Spanisch, Englisch, Chinesisch, Deutsch, das Sprachengewirr ist groß auf dem Vorplatz, Touristenführer schwenken kleine Fähnchen, damit die Gruppen nicht verloren gehen. Sie erzählen heute nicht nur Historisches, sondern auch ganz Aktuelles.
„Unser Tourguide meinte, es gehe darum, dass die Kirchen plötzlich Steuern zahlen sollen, und zwar ziemlich viel“, sagt die Amerikanerin Alice Primm, die deshalb etwas Verständnis für den drastischen Schritt hat. Trotzdem sei sie „heartbroken“, schließlich wäre für sie als Baptistin der Besuch der heiligen Stätte der wichtigste Teil ihrer Pilgerreise durch das Heilige Land gewesen. „Wir sind nun die Via Dolorosa entlanggelaufen und haben gebetet, dass Gott den Streit regelt“, sagt sie. Doch ganz so einfach, wie der Leiter der Gruppe die Auseinandersetzung darstellt, ist sie nicht.

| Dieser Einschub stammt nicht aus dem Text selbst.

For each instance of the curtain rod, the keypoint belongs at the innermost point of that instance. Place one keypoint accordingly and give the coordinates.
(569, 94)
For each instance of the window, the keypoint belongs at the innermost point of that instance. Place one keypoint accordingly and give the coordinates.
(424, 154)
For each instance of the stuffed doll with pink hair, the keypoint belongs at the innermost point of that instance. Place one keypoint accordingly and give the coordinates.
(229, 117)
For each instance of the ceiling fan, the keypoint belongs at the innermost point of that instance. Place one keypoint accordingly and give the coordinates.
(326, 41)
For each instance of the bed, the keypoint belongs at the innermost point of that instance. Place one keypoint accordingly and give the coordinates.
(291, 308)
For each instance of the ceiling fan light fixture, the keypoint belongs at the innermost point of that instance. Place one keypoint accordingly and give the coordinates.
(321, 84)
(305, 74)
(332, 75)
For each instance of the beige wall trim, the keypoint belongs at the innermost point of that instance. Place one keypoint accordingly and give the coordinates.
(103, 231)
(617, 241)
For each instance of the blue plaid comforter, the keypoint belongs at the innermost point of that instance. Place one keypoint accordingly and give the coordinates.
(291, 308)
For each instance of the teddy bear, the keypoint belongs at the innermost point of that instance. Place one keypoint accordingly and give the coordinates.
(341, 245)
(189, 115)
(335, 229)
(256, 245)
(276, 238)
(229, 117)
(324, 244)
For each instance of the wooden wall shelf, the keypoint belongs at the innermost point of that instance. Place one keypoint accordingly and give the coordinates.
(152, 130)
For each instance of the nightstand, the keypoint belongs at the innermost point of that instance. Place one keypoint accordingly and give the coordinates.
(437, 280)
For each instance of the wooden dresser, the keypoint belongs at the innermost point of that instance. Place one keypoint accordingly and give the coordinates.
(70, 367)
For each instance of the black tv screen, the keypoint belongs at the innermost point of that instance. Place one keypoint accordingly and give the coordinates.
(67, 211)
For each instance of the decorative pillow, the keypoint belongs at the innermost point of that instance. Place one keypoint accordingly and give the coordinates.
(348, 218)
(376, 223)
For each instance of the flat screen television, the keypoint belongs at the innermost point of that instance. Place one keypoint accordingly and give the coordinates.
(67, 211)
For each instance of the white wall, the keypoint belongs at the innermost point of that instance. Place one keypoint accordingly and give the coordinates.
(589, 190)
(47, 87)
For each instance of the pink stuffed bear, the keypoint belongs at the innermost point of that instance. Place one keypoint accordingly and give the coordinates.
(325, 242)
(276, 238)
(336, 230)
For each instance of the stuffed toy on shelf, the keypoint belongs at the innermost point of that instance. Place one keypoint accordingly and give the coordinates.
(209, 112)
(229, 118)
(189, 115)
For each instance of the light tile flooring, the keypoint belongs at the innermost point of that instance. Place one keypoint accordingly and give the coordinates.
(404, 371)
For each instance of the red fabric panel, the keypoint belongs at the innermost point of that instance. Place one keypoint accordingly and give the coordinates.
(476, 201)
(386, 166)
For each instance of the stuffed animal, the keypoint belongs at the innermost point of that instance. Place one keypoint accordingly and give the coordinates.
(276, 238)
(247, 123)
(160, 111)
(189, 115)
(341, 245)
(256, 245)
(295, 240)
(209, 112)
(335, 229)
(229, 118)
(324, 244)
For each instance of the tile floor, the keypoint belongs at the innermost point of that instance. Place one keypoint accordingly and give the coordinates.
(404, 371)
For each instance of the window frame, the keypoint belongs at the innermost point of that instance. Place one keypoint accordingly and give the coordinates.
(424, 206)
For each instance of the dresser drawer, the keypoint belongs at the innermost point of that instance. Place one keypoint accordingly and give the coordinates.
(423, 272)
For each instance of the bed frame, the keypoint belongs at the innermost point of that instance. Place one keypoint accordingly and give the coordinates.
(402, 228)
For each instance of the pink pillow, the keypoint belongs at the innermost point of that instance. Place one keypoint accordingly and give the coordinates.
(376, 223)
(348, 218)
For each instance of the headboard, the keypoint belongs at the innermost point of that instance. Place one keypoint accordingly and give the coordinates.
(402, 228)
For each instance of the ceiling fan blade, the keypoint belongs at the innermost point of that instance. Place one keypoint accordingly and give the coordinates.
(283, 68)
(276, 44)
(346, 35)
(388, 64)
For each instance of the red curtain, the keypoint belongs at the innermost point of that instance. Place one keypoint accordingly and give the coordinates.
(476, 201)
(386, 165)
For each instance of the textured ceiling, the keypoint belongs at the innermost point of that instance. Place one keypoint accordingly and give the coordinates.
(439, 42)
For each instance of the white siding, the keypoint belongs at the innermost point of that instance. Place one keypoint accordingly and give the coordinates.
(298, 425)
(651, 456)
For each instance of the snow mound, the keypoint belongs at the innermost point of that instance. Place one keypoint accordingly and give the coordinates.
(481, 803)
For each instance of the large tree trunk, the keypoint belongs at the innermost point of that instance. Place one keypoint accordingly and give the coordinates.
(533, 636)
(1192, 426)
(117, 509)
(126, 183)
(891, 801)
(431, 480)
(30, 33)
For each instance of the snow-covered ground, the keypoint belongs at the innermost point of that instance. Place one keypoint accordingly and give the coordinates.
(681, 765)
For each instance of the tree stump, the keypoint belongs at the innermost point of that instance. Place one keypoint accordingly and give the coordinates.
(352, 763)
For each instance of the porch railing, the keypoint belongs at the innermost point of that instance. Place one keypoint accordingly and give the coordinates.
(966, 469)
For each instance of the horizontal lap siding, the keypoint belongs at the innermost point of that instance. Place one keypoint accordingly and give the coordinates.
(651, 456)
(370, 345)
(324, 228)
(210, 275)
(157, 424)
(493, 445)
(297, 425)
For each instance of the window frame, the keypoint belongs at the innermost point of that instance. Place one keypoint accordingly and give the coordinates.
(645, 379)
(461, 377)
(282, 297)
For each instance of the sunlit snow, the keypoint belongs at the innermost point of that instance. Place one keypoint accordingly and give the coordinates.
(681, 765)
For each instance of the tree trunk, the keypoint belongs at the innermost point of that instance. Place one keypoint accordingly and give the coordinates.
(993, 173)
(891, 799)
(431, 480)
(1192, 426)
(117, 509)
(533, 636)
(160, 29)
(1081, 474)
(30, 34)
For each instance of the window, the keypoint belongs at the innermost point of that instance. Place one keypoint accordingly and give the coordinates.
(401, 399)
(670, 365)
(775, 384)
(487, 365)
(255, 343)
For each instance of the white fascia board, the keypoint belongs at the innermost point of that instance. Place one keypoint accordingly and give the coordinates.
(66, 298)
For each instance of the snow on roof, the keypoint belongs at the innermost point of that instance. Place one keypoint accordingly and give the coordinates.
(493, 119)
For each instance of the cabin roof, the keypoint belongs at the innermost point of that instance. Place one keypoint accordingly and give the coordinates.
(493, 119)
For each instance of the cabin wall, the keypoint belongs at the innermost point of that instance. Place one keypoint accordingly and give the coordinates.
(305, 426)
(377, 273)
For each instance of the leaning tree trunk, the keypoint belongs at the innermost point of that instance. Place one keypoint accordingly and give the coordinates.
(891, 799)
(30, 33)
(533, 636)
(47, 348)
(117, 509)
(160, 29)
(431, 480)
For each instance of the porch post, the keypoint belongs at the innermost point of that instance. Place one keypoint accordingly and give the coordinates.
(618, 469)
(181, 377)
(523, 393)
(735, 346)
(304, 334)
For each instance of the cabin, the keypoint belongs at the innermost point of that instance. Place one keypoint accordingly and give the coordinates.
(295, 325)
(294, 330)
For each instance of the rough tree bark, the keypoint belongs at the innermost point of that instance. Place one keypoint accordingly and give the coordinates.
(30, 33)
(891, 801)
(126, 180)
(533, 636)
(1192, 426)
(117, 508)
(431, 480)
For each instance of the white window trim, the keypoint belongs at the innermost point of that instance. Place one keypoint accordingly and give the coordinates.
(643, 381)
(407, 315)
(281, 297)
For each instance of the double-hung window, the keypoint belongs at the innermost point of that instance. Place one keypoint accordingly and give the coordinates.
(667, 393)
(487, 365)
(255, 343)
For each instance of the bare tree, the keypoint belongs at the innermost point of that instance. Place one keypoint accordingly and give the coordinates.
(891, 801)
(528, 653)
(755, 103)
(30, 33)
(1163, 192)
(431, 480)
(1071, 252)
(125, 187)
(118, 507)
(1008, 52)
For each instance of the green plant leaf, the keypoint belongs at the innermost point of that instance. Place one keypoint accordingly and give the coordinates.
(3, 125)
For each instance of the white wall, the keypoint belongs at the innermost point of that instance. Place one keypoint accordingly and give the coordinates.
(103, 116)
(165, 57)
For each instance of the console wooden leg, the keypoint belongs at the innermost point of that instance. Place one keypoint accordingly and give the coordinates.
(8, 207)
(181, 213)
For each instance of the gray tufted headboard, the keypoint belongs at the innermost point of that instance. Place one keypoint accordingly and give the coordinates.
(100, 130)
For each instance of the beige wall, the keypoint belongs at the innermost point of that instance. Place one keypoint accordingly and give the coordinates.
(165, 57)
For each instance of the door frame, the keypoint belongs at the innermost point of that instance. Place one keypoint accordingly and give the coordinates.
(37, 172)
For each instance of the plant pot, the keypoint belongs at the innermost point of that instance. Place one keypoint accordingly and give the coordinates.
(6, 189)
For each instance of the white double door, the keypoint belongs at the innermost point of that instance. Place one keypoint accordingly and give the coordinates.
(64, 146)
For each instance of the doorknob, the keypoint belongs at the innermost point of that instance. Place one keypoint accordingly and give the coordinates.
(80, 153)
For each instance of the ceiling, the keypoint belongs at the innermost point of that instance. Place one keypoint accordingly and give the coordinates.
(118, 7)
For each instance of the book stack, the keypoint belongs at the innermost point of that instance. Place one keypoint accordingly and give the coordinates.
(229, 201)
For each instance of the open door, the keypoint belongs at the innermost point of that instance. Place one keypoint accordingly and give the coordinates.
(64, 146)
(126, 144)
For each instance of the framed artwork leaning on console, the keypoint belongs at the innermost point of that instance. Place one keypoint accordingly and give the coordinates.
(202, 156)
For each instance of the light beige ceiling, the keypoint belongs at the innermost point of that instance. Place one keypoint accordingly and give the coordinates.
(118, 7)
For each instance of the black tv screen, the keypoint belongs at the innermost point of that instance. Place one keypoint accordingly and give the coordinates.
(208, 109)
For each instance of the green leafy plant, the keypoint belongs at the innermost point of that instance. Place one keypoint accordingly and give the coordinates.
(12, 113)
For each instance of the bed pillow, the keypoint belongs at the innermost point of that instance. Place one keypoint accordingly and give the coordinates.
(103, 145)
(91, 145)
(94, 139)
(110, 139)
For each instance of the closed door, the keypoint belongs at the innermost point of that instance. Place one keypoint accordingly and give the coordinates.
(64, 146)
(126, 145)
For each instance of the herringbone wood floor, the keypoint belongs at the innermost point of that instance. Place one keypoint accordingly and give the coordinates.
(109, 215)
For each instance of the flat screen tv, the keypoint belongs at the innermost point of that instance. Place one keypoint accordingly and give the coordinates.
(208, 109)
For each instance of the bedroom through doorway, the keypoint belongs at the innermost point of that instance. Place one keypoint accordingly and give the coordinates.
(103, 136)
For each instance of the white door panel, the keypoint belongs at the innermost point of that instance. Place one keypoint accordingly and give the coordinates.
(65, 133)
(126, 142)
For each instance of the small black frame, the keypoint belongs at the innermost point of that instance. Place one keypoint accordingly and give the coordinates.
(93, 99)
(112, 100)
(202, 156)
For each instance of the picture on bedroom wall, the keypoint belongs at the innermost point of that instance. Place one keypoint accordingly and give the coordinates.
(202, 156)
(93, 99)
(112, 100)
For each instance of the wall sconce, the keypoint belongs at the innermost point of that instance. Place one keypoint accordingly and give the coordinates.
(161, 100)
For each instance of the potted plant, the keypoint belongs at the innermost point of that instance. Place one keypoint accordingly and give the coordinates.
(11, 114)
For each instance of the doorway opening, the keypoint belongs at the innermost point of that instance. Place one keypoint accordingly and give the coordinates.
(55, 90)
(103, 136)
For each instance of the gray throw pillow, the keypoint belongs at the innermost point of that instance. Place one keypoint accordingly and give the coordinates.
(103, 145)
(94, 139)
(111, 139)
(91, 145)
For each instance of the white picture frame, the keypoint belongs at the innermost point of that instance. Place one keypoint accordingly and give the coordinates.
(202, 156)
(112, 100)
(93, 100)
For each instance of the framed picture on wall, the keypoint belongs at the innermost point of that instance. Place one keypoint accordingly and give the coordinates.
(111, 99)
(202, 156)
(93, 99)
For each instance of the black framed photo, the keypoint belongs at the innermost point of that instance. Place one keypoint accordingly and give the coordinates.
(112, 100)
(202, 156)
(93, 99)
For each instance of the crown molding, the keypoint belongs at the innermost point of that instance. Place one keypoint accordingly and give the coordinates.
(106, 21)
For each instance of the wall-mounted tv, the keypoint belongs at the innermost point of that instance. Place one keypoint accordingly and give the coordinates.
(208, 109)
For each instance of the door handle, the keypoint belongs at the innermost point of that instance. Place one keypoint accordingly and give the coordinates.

Es geht zum einen um einen geplanten Gesetzentwurf, der dem israelischen Staat erlauben würde, von der Kirche an private Investoren verkauftes Land zu enteignen – auch rückwirkend. In ihrer Stellungnahme zogen die Kirchenoberhäupter den Vergleich zum Vorgehen der Nationalsozialisten: „Das erinnert uns an Gesetze ähnlicher Natur, die gegen Juden in der dunkelsten Periode Europas erlassen wurden.“
Die Knessetabgeordnete Rachel Azaria (Kulanu-Partei), die den Entwurf eingereicht hatte, wehrt die Kritik ab. Es gehe keinesfalls darum, den Kirchen Besitz wegzunehmen. Man wolle lediglich verhindern, dass Wohnungseigentümer von den neuen Immobilienbesitzern vertrieben werden. Denn immer wieder hatte vor allem die griechisch-orthodoxe Kirche, zweitgrößter Landbesitzer in Israel, in der Vergangenheit Land an unbekannte private Investoren verkauft, wobei nicht klar ist, was die mit den Gebäuden auf dem Gebiet zu tun gedenken.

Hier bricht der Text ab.